His films look great. They really do, and he surprises, because he can't be genre pinned. He seems as comfortable with sci-fi (TimeCop, 2010, Outland) as he is with action (End of Days, Telefon, The Musketeer, Sudden Death), and even drama (Hanover Street, Narrow Margin, Beyond a Reasonable Doubt). That sets him apart into a class with folks like Rob Reiner, whom I adore,  and John Landis, whom I still can't figure out. You thought I was gonna say Spielberg, didn't you?  Let's not get nuts here.

 As he's approaching his 70th birthday, he's still busy spinning about. Although his second partnering with Michael Douglas, "Reasonable Doubt" failed, he soldiers on. He moonlights as cinematographer on his son John's films, and he has his third pairing with Van Damme coming soon, "Enemies Closer" with Tom Everett Scott and Orlando Jones. Before you ballyhoo that, take a look at Van Damme's recent's not totally embarrassing fare the likes of Wesley Snipes, Dolph Lundgren, or (snicker, giggle) Steven Seagal. Unlike those 3, there's respectable material there.

Don't think Peter Hyams done just yet.
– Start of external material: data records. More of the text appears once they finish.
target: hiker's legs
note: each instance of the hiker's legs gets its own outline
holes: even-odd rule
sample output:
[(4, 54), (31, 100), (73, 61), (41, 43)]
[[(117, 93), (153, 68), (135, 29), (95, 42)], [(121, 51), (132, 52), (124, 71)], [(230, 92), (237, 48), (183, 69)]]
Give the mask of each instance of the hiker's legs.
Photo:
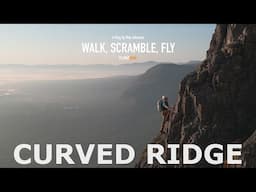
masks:
[(168, 115), (168, 111), (167, 110), (162, 111), (161, 132), (164, 132), (165, 123), (167, 122), (167, 115)]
No, he's never had that mega-box office smash, but his films aren't outright failures either, are memorable, and seem to age well for the most part.  Yes, underrated, as well as eclectic, is probably a good word to use for the New York born man of many tastes, as he's a gifted musician, a painter with works on display, and a former documentarian that has spent time as a CBS news anchor.

With a resume like that, I think the last thing to do is count Peter Hyams out.